Doch angesichts der immer häufiger aufeinander folgenden Hitzeperioden und vermehrt auftretender Schädlinge und Krankheiten zeigen nun auch weitere Baumarten Anzeichen von Schwäche. «Ich habe noch nie gesehen, dass Waldkirschen­bäume schon im Juni ihre Blätter abwerfen», sagt Villiger.

Und auch die Eiche, die in der Forstwirtschaft als Baum der Zukunft angesehen und entsprechend gefördert wurde, schwächelt. Die Symptome zeigen sich am ganzen Baum. Die Baumkronen lichten sich, am Stamm ist vermehrt Schleimfluss festzustellen. Akutes Eichensterben heisst die 2017 erstmals in der Schweiz festgestellte Krankheit, die auf drei verschiedene Arten von Bakterien zurückzuführen ist.
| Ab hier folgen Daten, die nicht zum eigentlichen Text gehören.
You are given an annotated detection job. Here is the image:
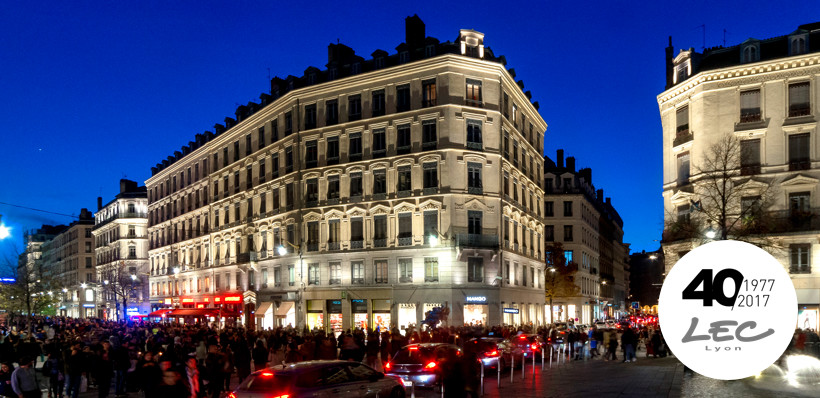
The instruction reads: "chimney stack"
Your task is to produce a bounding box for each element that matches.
[567,156,575,172]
Doch bei all den schlechten Nachrichten aus dem Wald – es gibt auch Lichtblicke. «Der ­Förster wird die Bewirtschaftung seiner Waldflächen in Zukunft laufend anpassen müssen», ist sich Villiger sicher. So, wie es der Aarburger Förster bereits 2020 getan hat, als er auf einer vom Eschentriebsterben befallenen Fläche im Säliwald alle alten, absterbenden Eschen fällen musste. Dort wurden in erster Linie Walnuss- und Kastanienbäume angepflanzt, dazu auch Eiben, Elsbeeren und Speierlinge. «Die neue Fläche kommt momentan gut», sagt Villiger. «Ob es die richtige Entscheidung war, wird sich in 40 bis 50 Jahren weisen.» Hingegen sind die Buchen, welche als Naturverjüngung auf der Fläche stehen gelassen wurden, auch hier am Vertrocknen.